I've always wanted what is best for him, but for his own sick reasons, his dad has blocked it. Such as mental health medication, therapy, school help, etc. While some of those things have finally come into play now, not all of them have and it is incredibly frustrating.

I've been trying for years off and on to spend positive time with my stepson doing sports or playing something together. I often find it hard to stay consistent as I do find myself carrying these feelings about him and his father/the whole situation in its entirety. Furthermore my wife has always felt the need to overcompensate love for him so I have always felt the need to be more of an enforcer. 
 

Recently I blew up on him, yelling and called him a name. I feel bad about it and know there's no taking it back. Not to mention my wife rightfully so is upset about it.
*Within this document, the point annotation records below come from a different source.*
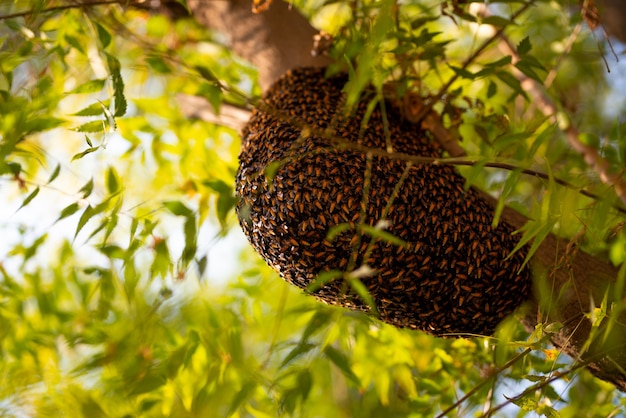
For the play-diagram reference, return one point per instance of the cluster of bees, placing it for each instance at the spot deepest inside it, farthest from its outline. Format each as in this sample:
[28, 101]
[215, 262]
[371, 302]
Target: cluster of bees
[325, 204]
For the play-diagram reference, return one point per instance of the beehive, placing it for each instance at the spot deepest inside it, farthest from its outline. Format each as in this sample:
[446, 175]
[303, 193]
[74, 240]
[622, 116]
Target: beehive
[453, 276]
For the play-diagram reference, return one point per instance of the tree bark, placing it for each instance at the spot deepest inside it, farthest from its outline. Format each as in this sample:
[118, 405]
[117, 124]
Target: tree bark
[568, 283]
[274, 41]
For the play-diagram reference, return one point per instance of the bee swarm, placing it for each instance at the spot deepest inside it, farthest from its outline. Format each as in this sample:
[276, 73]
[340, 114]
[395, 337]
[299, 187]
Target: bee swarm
[454, 275]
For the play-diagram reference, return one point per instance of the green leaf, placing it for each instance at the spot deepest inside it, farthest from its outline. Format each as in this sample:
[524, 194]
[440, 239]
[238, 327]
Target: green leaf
[118, 85]
[113, 182]
[537, 231]
[29, 198]
[526, 403]
[85, 152]
[207, 74]
[502, 62]
[162, 261]
[492, 89]
[524, 46]
[93, 126]
[103, 35]
[158, 64]
[68, 211]
[497, 21]
[91, 86]
[95, 109]
[343, 364]
[213, 93]
[512, 82]
[297, 351]
[84, 218]
[190, 230]
[87, 189]
[41, 124]
[241, 396]
[316, 323]
[527, 69]
[55, 173]
[74, 42]
[178, 208]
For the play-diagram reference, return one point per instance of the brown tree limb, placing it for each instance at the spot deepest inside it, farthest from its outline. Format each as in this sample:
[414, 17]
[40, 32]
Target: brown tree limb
[274, 41]
[569, 283]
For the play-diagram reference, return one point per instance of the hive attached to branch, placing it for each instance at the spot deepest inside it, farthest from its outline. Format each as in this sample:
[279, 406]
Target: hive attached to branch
[421, 245]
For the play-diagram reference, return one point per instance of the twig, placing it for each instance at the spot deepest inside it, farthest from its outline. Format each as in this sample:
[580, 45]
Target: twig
[549, 109]
[494, 373]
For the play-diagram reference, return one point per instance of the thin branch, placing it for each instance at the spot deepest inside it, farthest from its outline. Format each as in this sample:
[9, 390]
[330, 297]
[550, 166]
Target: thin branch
[494, 373]
[549, 109]
[535, 387]
[500, 31]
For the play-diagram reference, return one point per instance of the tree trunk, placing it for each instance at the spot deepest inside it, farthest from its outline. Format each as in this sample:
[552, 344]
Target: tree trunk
[568, 283]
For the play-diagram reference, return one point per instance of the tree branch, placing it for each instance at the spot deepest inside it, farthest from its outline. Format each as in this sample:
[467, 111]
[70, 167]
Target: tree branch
[567, 280]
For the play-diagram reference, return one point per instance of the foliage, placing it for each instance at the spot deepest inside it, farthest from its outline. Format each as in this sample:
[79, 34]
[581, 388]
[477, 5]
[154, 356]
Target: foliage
[110, 303]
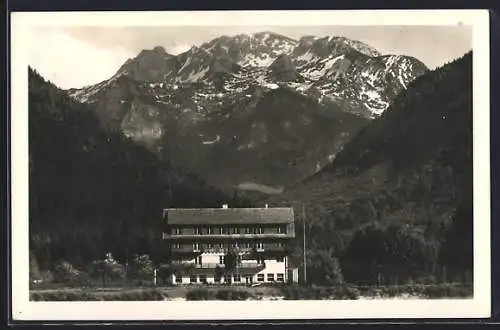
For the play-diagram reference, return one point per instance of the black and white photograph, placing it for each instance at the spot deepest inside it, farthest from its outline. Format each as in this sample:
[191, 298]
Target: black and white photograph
[192, 163]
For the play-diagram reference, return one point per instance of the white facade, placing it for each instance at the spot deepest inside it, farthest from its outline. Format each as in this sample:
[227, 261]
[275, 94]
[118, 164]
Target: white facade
[275, 271]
One thing I realized with this whole situation is my lack of natural supports around it as I can't really talk with her about my frustrations about the situation.

I know this post is all over the place and may not give clarity in certain areas and my apologies for that as I am just collecting my thoughts. I appreciate any and all feedback. Thank you. 

Comments

JRI's picture

If you read around on Steptalk, you will hear thousands of step-parents talking about aggravating children, confessing to blowing up out of frustration, wanting to do a good job, craving love or at least respect, feeling sad because issues with the child are affecting their relationship with their spouse - in short, you are among friends here.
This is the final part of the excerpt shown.